K.V. : Le conte est une histoire merveilleuse qui fait appel à notre imaginaire. Contrairement aux idées reçues, le conte n’est pas pour les enfants. Il raconte les histoires d’hommes et de femmes. Dans nos sociétés, il est considéré comme art populaire entrant dans le folklore, les us et coutumes d’une région, d’un pays, d’une culture.
Le conte a ses propres codes, son univers qui lui est propre, son langage, son temps (éphémère), sa monnaie (le sourire, les yeux écarquillés…). C’est un pays imaginaire où tous peuvent vivre, le temps du conte, s’ils s’y autorisent. Car le conte n’est pas autoritaire, despote. Il n’accueille en son sein que celles et ceux qui y viennent. Et cependant le conte, tout au cours de l’humanité à été manipulé, censuré, mis au banc de… mis « à la sauce de »… pour manipuler les esprits.

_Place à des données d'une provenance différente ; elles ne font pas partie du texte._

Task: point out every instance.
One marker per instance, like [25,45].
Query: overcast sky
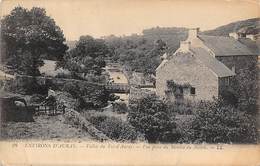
[124,17]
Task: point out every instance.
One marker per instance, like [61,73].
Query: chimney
[185,46]
[193,33]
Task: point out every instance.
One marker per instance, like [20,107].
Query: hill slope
[250,26]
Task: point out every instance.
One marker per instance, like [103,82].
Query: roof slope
[252,45]
[212,63]
[225,46]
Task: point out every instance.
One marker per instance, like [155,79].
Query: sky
[124,17]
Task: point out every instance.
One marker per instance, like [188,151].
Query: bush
[151,117]
[88,95]
[118,130]
[120,107]
[114,128]
[215,122]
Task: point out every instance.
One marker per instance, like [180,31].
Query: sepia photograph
[153,72]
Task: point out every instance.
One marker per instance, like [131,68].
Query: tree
[87,57]
[216,122]
[28,37]
[150,117]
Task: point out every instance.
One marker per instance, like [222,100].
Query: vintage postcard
[129,82]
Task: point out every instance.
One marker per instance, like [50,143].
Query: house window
[226,81]
[233,69]
[192,91]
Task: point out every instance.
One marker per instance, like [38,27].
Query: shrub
[120,107]
[114,128]
[215,122]
[151,117]
[88,95]
[118,130]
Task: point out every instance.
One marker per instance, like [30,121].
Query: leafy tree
[246,89]
[216,122]
[28,37]
[150,117]
[87,94]
[87,57]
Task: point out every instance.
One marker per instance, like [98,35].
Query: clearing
[44,127]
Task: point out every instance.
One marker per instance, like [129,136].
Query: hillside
[142,52]
[250,26]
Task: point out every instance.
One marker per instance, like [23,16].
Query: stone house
[203,67]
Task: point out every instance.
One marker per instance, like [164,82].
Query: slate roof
[252,45]
[225,46]
[212,63]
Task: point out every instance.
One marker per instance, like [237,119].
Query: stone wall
[238,63]
[138,93]
[185,69]
[244,83]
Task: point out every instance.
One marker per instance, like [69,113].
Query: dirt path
[44,127]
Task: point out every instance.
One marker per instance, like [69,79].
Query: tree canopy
[150,117]
[28,36]
[87,57]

Pourtant combien d’entre nous n’ont pas trouvé une clé, une solution grâce à cette magie. Il est aussi considéré comme un art, mais alors là, on ne peut plus mineur, car ne demandant pas d’éléments techniques extérieurs (lumières, costumes, mises en scène…). Chacun fait son propre film dans sa tête. Il s’agit d’écoute. Mais là encore, est-on encore capable d’écouter !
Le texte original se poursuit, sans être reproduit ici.